4. L’apostrofo rende la “s” molle, come il suono che si emette quando si invita qualcuno gentilmente al silenzio portando l’indice davanti alla bocca.

5. Massimiliano Di Pasquale, ricercatore associato dell’Istituto “Gino Germani” di Scienze sociali e Studi strategici, ucrainista ed esperto di Paesi post-sovietici, in un recente articolo di giornale.

6. Seguendo un dibattito online, un anno fa chiesi a Serhii Plokhy (cit. in apertura) se e per quale ragione si potesse sostenere la tesi della “ucrainicità” della Crimea. La risposta, articolata in tre argomenti, fu deludente, provenendo da un intellettuale rispettabile: 1) dopo il 1954, i flussi principali verso la Crimea furono attuati dagli ucraini, principali turisti nell’area (sic!); 2) a partire dal 1954, la sofferenza comune dell’intelligencija ucraina e crimea nei gulag ha formato un’identità condivisa; 3) nei secoli, tra Cosacchi e Tatari di Crimea non vi fu solo una storia di conflitti, ma anche tregue e occasionali alleanze. Ovviamente, sono argomenti che né da soli né complessivamente hanno alcun peso per determinare l’appartenenza a un Paese piuttosto che a un altro.
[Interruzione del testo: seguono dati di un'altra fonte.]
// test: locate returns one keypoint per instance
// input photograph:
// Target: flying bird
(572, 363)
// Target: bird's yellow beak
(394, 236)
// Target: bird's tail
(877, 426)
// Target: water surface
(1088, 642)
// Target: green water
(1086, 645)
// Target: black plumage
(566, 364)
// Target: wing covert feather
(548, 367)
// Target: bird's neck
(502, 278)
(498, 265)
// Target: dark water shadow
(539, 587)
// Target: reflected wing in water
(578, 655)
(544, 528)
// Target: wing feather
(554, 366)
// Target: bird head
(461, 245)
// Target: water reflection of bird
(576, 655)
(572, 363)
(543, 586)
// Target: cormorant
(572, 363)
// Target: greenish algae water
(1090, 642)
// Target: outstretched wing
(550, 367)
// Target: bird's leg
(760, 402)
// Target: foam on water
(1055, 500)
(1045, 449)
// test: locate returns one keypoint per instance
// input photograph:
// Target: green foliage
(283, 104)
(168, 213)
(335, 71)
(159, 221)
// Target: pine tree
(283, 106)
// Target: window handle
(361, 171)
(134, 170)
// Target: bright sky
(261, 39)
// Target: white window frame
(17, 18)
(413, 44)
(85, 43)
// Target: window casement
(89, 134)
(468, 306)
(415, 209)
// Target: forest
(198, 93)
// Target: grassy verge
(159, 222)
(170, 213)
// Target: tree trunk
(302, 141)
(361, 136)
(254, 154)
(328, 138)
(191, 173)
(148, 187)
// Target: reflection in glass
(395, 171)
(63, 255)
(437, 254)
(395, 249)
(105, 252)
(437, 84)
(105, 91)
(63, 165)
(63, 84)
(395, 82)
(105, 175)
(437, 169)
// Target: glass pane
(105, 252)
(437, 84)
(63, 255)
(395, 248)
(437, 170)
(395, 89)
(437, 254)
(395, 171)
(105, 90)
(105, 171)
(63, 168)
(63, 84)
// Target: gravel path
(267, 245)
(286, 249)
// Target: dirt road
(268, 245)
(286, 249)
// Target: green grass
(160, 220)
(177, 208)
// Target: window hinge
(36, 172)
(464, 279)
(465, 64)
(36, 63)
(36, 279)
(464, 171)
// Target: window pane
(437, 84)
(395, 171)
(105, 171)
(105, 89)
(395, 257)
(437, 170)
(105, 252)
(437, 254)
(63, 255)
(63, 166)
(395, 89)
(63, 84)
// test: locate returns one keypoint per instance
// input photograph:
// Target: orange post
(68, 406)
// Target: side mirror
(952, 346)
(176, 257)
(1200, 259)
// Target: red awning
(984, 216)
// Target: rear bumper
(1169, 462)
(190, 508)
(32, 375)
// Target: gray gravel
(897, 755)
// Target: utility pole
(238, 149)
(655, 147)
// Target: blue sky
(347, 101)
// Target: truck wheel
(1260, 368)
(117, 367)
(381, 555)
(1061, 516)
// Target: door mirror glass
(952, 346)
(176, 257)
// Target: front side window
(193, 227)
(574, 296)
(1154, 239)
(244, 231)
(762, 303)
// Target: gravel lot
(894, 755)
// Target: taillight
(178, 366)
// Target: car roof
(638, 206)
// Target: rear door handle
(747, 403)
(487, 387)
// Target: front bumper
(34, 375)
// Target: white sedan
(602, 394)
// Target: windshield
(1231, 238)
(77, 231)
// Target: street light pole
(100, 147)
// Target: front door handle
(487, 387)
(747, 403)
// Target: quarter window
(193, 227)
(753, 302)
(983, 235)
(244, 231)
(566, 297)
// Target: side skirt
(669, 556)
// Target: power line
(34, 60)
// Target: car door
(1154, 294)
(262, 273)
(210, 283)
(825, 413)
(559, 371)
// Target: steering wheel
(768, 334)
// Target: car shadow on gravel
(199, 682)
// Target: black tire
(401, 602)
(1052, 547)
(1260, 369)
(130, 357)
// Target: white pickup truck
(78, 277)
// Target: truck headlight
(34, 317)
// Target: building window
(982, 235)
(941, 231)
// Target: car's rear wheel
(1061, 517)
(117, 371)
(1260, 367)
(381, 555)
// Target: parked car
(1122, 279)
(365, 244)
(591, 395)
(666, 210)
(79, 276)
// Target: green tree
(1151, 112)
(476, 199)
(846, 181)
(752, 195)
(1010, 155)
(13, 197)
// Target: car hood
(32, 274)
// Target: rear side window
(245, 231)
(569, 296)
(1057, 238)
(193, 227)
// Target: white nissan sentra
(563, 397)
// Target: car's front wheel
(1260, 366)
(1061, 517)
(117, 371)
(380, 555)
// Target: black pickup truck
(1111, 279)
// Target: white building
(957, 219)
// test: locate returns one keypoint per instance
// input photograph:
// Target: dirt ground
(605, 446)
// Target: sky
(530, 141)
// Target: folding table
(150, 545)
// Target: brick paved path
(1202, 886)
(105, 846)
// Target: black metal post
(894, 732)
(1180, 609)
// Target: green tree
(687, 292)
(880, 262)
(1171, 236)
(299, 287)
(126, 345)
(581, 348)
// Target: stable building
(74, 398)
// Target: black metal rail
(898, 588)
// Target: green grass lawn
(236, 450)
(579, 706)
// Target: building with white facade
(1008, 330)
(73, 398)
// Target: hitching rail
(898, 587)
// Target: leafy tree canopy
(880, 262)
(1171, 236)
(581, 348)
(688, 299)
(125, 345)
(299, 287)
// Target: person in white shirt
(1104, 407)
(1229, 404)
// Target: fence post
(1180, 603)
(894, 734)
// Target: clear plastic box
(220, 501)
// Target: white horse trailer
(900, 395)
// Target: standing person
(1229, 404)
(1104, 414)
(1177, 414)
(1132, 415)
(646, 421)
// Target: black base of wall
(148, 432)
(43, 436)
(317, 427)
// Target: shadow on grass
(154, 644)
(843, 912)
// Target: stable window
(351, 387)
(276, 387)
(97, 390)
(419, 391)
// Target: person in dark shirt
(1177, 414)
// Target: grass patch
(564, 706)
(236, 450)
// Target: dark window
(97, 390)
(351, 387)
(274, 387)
7. Viktor Janukovyč, il politico ucraino sostenuto dalla Russia, detiene l’originale primato di essere l’unico Presidente a esser stato “detronizzato” da ben due rivoluzioni di piazza. Le manifestazioni della Rivoluzione arancione portarono all’annullamento delle elezioni che lo avevano incoronato, con nuovo voto dal quale uscì sconfitto; Maidan, un decennio dopo, lo costrinse ad abbandonare il potere e fuggire in Russia.
Per avere un’idea dell’immagine che l’oligarchia al potere emanava, suggerisco di consultare il sito con le foto della residenza del procuratore generale dell’epoca, assaltata dai rivoltanti come emblema di corruzione: www.reuters.com/news/picture/inside-ukraines-former-prosecutor-genera-idUSRTR3FOZX.

8. Per chi volesse saperne di più sull’Ucraina, invito alla lettura di due precedenti articoli apparsi su Questione giustizia online: Le cupole di Kiev, 11 novembre 2020 (www.questionegiustizia.it/articolo/le-cupole-di-kiev); Crisi costituzionale in Ucraina: à la guerre comme à la guerre, 29 gennaio 2021 (www.questionegiustizia.it/articolo/crisi-costituzionale-in-ucraina-a-la-guerre-comme-a-la-guerre).